3. Ketergantungan simptomatis. Sebagai salah satu gejala tipe kepribadian yang mendasarinya pada umumnya terjadi pada orang dengan kepribadian anti sosial (psikopat) dan pemakaian zat itu untuk kesenangan semata (Griswold, 2008). 2.3.3. Perbedaan Antara Ketergantungan dan Penyalahgunaan Dalam DSM-IV-TR seperti DSM-III dan DSM-IV, ketergantungan dan penyalahgunaan kenyataanya merupakan manifestasi fisik dan psikologis dari penyakit akibat penggunaan obat-obatan yang terdiri dari dua kategori bahan yang menyebabkan ketergantungan dan disalahgunakan. Kedua masalah tersebut dimasukkan ke dalam kriteria behavioural/perilaku. Dengan kata lain, masalahnya bukan pada obat-obatan tersebut, tapi pada cara orang yang memakai obat-obatan tersebut.
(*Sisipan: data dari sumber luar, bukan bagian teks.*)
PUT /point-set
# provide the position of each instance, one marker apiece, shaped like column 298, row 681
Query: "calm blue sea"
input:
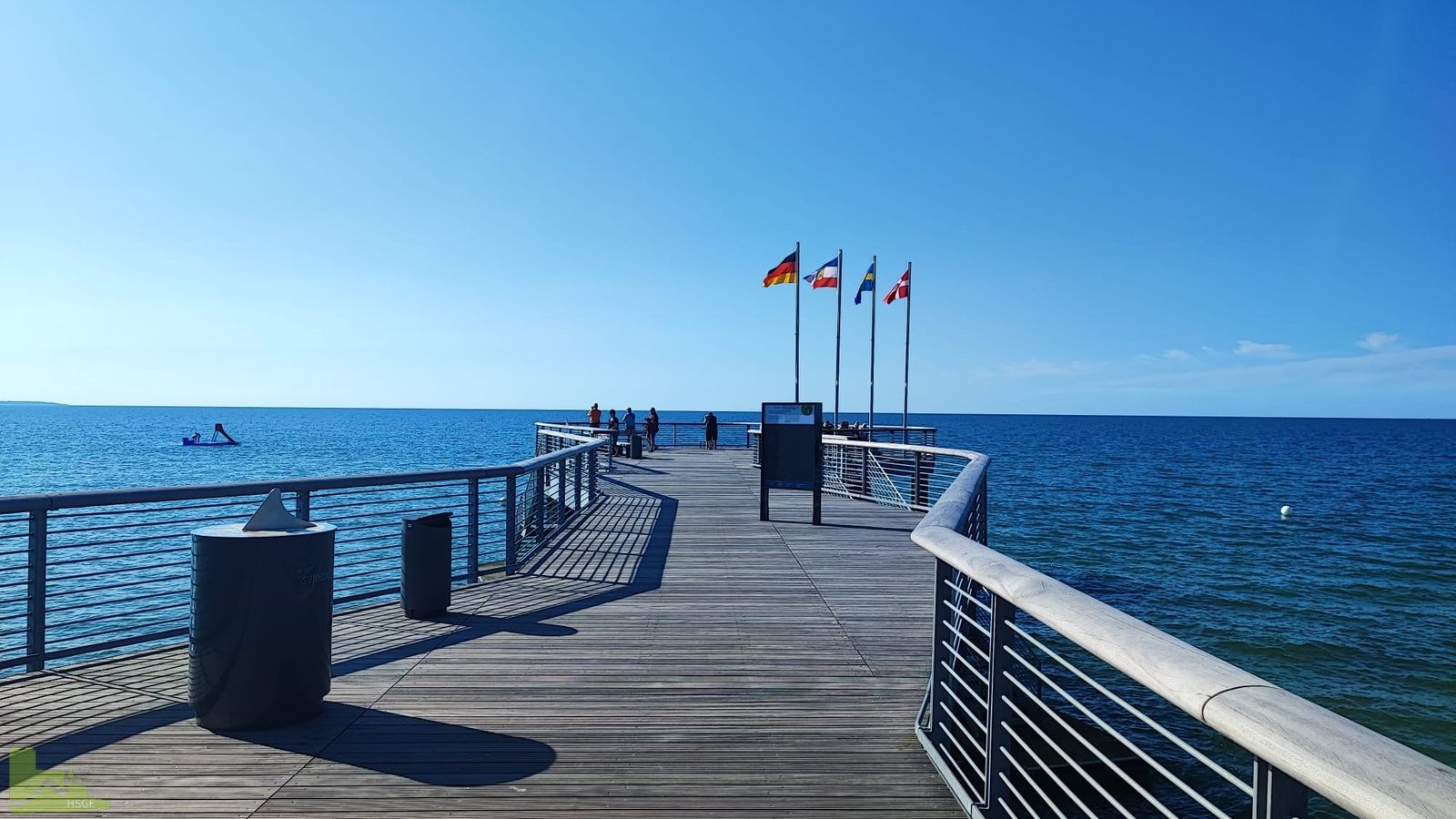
column 1349, row 602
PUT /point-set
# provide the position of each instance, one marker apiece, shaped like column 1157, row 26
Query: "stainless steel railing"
column 1043, row 702
column 96, row 571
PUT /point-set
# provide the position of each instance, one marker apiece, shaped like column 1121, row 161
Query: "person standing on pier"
column 652, row 423
column 711, row 430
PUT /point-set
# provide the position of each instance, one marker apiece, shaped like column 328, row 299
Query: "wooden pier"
column 669, row 654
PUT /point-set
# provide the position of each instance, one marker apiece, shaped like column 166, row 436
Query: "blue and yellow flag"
column 868, row 285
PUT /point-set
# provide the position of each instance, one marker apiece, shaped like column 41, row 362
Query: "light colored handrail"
column 1351, row 765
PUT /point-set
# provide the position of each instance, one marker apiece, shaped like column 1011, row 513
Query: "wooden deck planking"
column 669, row 656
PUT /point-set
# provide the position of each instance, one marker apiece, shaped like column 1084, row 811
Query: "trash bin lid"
column 434, row 519
column 237, row 531
column 271, row 521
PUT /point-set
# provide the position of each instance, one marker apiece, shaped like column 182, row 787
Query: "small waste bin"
column 424, row 577
column 262, row 611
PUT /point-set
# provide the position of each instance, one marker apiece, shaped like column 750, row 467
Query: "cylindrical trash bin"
column 262, row 611
column 424, row 577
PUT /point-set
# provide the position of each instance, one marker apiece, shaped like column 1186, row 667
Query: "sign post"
column 790, row 452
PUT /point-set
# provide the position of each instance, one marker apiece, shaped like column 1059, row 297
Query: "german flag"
column 785, row 273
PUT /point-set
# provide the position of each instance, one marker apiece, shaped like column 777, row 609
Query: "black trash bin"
column 424, row 577
column 262, row 611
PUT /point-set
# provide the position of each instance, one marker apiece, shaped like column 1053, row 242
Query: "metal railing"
column 892, row 474
column 732, row 435
column 96, row 571
column 1045, row 702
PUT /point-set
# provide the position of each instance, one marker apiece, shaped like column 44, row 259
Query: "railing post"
column 1276, row 793
column 592, row 477
column 864, row 472
column 472, row 548
column 561, row 489
column 539, row 503
column 997, row 739
column 510, row 525
column 35, row 595
column 579, row 460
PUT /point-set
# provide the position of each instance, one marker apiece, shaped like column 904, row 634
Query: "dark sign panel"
column 790, row 453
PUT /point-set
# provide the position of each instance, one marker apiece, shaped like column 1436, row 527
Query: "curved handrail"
column 1354, row 767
Faktanya bahwa seseorang yang memakai obat-obatan (legal/illegal) tidak mengindikasikan menyebabkan kecanduan atau ketagihan. Seseorang dapat dikategorikan substance dependence atau ketergantungan obat-obatan jika memenuhi 3 kriteria dari 7 kriteria berikut ini. Kriteria-kriteria di bawah ini mempunyai reflek yang mendorong untuk menggunakan obat dan kehilangan kontrol. Kriteria-kriteria itu antara lain: 1. Selalu memikirkan tentang obat. 2. Pemakaian obat secara berlebihan yang tidak disengaja. 3. Toleransi. 4. Kemunduran. 5. Keinginan terus-menerus atau usaha untuk mengontrol penggunaan obatobatan. 6. Tidak melakukan kegiatan sosial. 7. Terus memakai obat-obatan, meskipun terkena penyakit yang disebabkan memakai obat-obatan tersebut. Substance abuse atau penyalahgunaan obat-obatan adalah perilaku maladaptif. Perbedaan antara substance dependence dan substance abuse tidak sesederhana permasalahan kadar atau tingkat. Penelitian telah menunjukkan lebih

jauh lagi tentang ketergantungan obat-obatan daripada menggunakan banyak obat. Berdasarkan DSM-IV-TR, seseorang dapat dikategorikan substance abuse atau penyalahgunaan bahan, jika dia menunjukkan salah satu dari karakteristik berikut ini: 1. Sering melanggar peraturan atau melalaikan kewajiban (contoh: bolos sekolah, melantarkan anak). 2. Sering menggunakan obat-obatan pada saat situasi berbahaya (contoh: menyetir mobil sambil mabuk). 3. Obat-obatan yang berhubung dengan masalah legal (contoh: penangkapan karena perilaku buruk). 4. Terus-menerus menggunakan obat, meskipun ada masalah pribadi atau masalah sosial yang diakibatkan oleh obat (contoh: pertengkaran rumah tangga) (Vanyukov, 2002).